Als Trost oder Hoffnung für die von Risiken Betroffenen verspricht Roche-Chef Franz Humer «massgeschneiderte Medikamente, von denen wir genau wissen, bei wem sie wie wirken». Bis es sie gibt, dürfte es allerdings noch dauern. Und solange es keine wirksamen Arzneien gegen bestimmte Risiken gibt, bringt das Wissen um diese Risiken mehr Schaden als Nutzen. Selbst wenn neue Therapien auf den Markt kommen: Wer soll die Langzeitrisiken beurteilen? Sollen Eltern ein Kind behandeln lassen, das ein um zwanzig Prozent erhöhtes Risiko hat, in einigen Jahrzehnten an Darmkrebs zu erkranken? Sollen Eltern, wenn eine Präimplantations-Diagnose eine Prädisposition für Depressionen ergibt, mit einer genetischen Manipulation einverstanden sein? Oder mit einem Gen-Eingriff, der eine höhere Intelligenz verspricht?
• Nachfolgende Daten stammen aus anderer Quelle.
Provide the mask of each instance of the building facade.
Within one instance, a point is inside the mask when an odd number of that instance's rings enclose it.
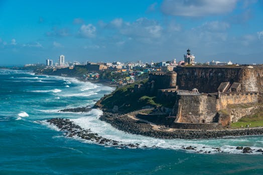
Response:
[[[184,55],[185,58],[185,63],[188,64],[194,64],[195,56],[191,54],[191,50],[188,48],[187,50],[187,54]]]
[[[63,66],[65,64],[65,56],[63,54],[59,56],[59,66]]]

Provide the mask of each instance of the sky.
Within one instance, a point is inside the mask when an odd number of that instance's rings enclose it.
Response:
[[[263,64],[262,0],[0,0],[0,64]]]

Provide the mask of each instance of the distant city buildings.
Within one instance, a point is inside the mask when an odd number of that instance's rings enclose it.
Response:
[[[224,66],[224,65],[232,65],[233,62],[229,61],[228,62],[215,62],[213,60],[211,62],[209,62],[209,65],[210,66]]]
[[[53,64],[53,61],[52,60],[47,59],[46,60],[46,66],[52,66]]]
[[[194,64],[195,56],[193,54],[191,54],[191,50],[188,48],[187,50],[187,54],[184,54],[185,64]]]
[[[59,56],[59,59],[58,60],[58,65],[60,66],[63,66],[65,65],[65,56],[61,54]]]

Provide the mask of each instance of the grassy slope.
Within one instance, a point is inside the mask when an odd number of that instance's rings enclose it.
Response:
[[[146,79],[137,83],[144,84],[148,80]],[[114,106],[118,106],[119,110],[129,112],[141,109],[146,106],[161,106],[156,102],[156,96],[146,96],[145,92],[133,92],[135,84],[127,84],[117,88],[112,93],[105,96],[100,102],[102,108],[112,109]]]
[[[246,127],[249,124],[250,127],[263,126],[263,108],[261,108],[256,110],[255,114],[242,117],[237,122],[231,124],[233,128]]]

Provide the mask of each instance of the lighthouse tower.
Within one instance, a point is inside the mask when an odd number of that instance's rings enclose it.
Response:
[[[184,54],[185,62],[187,62],[188,64],[194,64],[195,56],[193,54],[191,54],[191,50],[188,48],[187,54]]]

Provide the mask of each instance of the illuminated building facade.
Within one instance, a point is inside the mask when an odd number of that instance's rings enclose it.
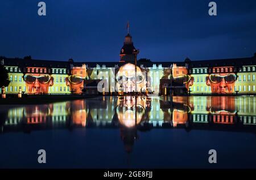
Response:
[[[1,57],[11,83],[6,94],[120,94],[149,91],[155,95],[254,94],[256,53],[251,57],[191,61],[134,61],[129,34],[119,62],[75,62]],[[135,70],[136,69],[136,70]],[[97,87],[102,87],[99,91]]]

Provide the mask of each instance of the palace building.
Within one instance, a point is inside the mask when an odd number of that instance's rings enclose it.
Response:
[[[1,57],[11,81],[5,93],[27,94],[156,95],[256,94],[256,53],[211,60],[137,61],[129,33],[119,62],[76,62]],[[100,90],[99,90],[99,87]]]

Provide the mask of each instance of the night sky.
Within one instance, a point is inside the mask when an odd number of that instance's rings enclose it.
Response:
[[[256,1],[37,0],[0,1],[0,56],[118,61],[129,20],[138,58],[154,61],[251,57]]]

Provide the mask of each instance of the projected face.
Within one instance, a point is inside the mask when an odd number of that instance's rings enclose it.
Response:
[[[28,94],[47,94],[53,85],[53,78],[48,74],[26,73],[23,76]]]
[[[144,113],[146,100],[137,98],[137,104],[135,104],[135,97],[118,97],[117,114],[119,123],[127,128],[134,127],[139,124]],[[137,114],[135,114],[137,108]]]
[[[125,92],[135,91],[137,84],[137,91],[146,89],[146,75],[141,69],[134,64],[127,63],[121,66],[116,75],[116,79],[119,84],[119,91]]]
[[[71,75],[66,78],[66,85],[70,87],[71,91],[76,94],[81,93],[82,89],[84,89],[84,80],[85,77],[77,75]]]
[[[236,100],[233,97],[211,97],[209,108],[212,114],[234,115],[236,113]]]
[[[212,93],[225,94],[234,93],[236,80],[234,73],[213,73],[207,77],[206,83],[210,86]]]

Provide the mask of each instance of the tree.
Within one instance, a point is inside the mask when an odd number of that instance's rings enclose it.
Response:
[[[0,64],[0,87],[2,88],[2,94],[5,91],[5,87],[9,85],[9,75],[8,71],[3,64]]]

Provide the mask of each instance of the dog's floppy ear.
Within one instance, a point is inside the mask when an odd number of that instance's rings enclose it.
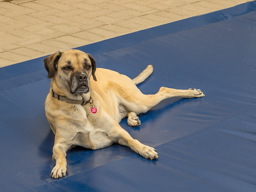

Für den 81-jährigen Linguisten und Publizisten Wolf Schneider ist dies eine Horrorvorstellung. Er möchte genussvoll essen und trinken, seinen Cholesterinspiegel ignorieren und seinen Darm ungespiegelt lassen, und zwar ohne ein schlechtes Gewissen zu haben. Im Voraus zu erfahren, wann und woran er sterben wird, wäre für ihn «eine grauenvolle Einbusse an Lebensqualität». Schneider fragt: «Wenn wir nicht der 'Volksseuche' Herztod erliegen dürfen, sollen wir dann lieber an Krebs sterben ­ mit dem Risiko, dass das Sterben wahrscheinlich langwieriger, schmerzlicher und ekelhafter sein wird?» Auf seiner Todesanzeige könne stehen: «Unser Vater, Grossvater, Lehrer und Freund ist ungespiegelten Darmes, ohne PSA-Tests und ohne täglichen Hormonersatz gestorben.»